Manufacturing Without Factories

One notable business decision shaped Red Bull’s early growth: the company chose not to build its own manufacturing plants for years. Instead, it outsourced production to Rauch Fruchtsäfte, an Austrian beverage filling company with existing infrastructure. This allowed Red Bull to scale rapidly without the capital burden of constructing and operating factories. Mateschitz could funnel money into marketing and distribution while Rauch handled the physical production of cans.

That partnership has endured for decades. More recently, Red Bull and Rauch announced plans to build a large-scale manufacturing and distribution hub in the United States, a combined investment of more than $740 million spanning roughly 2 million square feet. The facility will handle beverage manufacturing, can filling, and distribution, representing Red Bull’s continued move toward more direct control over its supply chain as global demand has grown.

From Regional Syrup to Global Brand

Red Bull entered the U.S. market in 1997, initially targeting the same nightlife and extreme sports scenes that had worked in Europe. Growth was slow at first but accelerated sharply in the early 2000s as energy drinks caught on with mainstream American consumers. By the mid-2000s, Red Bull was selling billions of cans annually worldwide.

Chaleo Yoovidhya died in 2012, and Dietrich Mateschitz passed away in 2022. Their families retain ownership of the company.

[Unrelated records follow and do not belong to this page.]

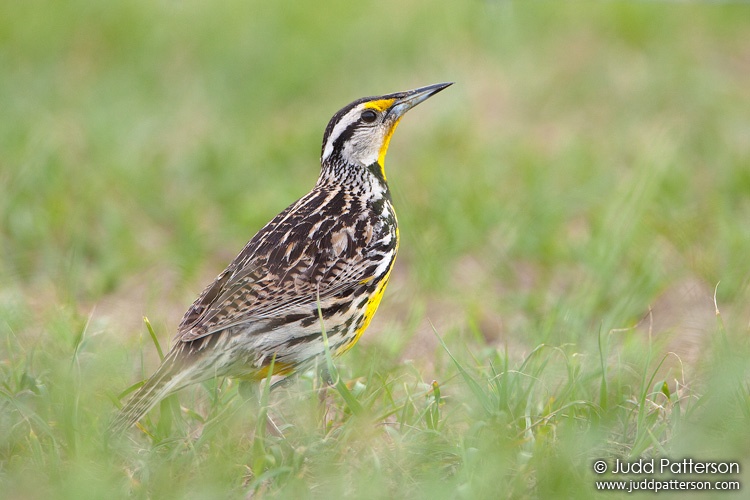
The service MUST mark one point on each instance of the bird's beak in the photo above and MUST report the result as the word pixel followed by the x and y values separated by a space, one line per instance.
pixel 407 100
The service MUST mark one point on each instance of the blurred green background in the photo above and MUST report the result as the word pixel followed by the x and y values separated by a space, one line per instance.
pixel 591 161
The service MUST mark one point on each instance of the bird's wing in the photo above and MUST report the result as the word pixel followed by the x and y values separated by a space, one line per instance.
pixel 281 268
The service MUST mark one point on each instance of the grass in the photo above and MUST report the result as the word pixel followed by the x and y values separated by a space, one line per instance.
pixel 570 210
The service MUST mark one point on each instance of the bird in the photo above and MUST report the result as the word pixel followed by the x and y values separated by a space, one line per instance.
pixel 321 265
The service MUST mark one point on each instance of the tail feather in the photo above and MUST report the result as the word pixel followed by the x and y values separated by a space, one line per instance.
pixel 171 376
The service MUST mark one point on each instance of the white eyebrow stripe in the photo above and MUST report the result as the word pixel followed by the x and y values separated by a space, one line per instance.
pixel 343 124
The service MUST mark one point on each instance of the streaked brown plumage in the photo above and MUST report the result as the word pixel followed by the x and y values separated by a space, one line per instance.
pixel 333 249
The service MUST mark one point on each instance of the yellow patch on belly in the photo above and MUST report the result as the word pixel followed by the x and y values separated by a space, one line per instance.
pixel 278 369
pixel 370 308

The Yoovidhya family still holds 51 percent, while Mateschitz’s son inherited the 49 percent stake. Red Bull remains privately held, meaning it has never gone public or sold shares on a stock exchange, a rarity for a company of its size. That private structure traces directly back to the handshake between a Thai pharmacist and an Austrian marketer who, in 1984, bet that a truck driver’s energy syrup could become something much bigger.